(a) writing your research as a bunch of Fortran or C kernels and intrgrate them with automatic bindings such as f2py? Especially Fortran is a great fit for NumPy datastructures - because they are the same.
(b) Use high performance python environments like Numba, NumbaPro (GPU) or even Cython?
If I have to write everything important and difficult in Fortran or C kernels, then I'm losing the productivity of the higher level language. And in this case it would be writing kernels from scratch instead of tweaking high level package code if I want to change data structures and implement new algorithms for existing problems. This makes it hard to directly re-purpose the internal linesearch code from the SciPy optimizers without Python in-between into my own Fortran optimizer, or add new projections and stuff to existing SciPy implementations and have that be a separately maintained package but dependent on SciPy.
Even just talking about this starts to sound like a mess from the past, but fortunately this problem is already solved by Julia so there's no reason to have to deal with it.
>(b) Use high performance python environments like Numba, NumbaPro (GPU) or even Cython?
Well the biggest thing against Numba is once again you have to write everything from scratch if you want to do things non-trivial. They finally have a way for you to extend Numba to add a class, but you don't by default get the whole Python standard library compatible with it, and classes defined in user's packages aren't automatically compatible with it. So you have to start re-writing basic data structures and other types to get the full algorithm JIT'd. And Python's standard library isn't all setup with @generated_jit to then dispatch everything effectively. So you end up having to build tons of things on your own because of the lack of library support, and it adds development time. Then there are restrictions on allocations, no easy way to do distributed parallelism, take in functions to my functions to inline them (this is important for writing things like ODE solvers, but with Numba you have to do a hack to make this almost work but it won't optimize this well), etc. Essentially it hits a feature wall when it gets past microbenchmarks and to real programming. This all hearkens back to your first comment:
>Let's say you're exploring with NumPy
Exactly: if you're content with building everything off of arrays yourself then Numba will do fine. But its limitations significantly impact the ability to compose full packages in native Python with constant propagation, interprocedural optimization, etc.: all the stuff you you depend on static languages doing in order to optimize large-scale software. On top of that, it's a difficult dependency to install. So in the end, it's great for JITing little blurbs, but I quickly hit the edge when trying to fight it.
Cython is similar to Numba, where you can setup your own fused types and extension classes, re-writing the standard library, etc., but now you've taken to writing essentially the stdlib for a language (or at least the parts you need) just to be allowed to use this "easy accelerator" for a demanding project.

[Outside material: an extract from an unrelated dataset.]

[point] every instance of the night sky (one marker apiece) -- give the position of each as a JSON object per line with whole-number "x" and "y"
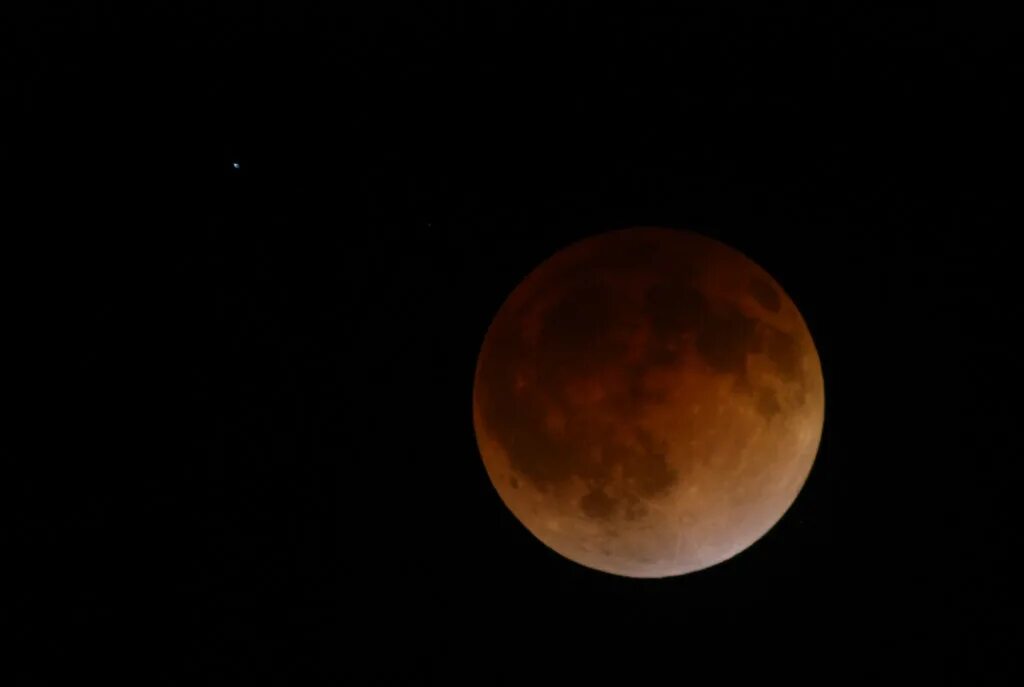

If it was 10 years ago these issues would be okay, but these days it stands out as a productivity and performance barrier. Julia has already solved this problem, and hell even LuaJIT is easier to build this kind of software with. Or if you're going to fuss around with compiled code, we can use D or Rust, or even go all the way back to C++ and Fortran. In fact, it's quite telling that even fairly recent big "Python" projects like TensorFlow, PyTorch, FEniCS, etc. all built their whole package in C++ and made Python bindings instead of trying to use these accelerators. Meanwhile people are punching out large Julia projects are using pure Julia without hesitation.
To an end user of packages it really doesn't matter how it was implemented, but when your work and research is in developing these kinds of large software projects, these limitations make a huge difference.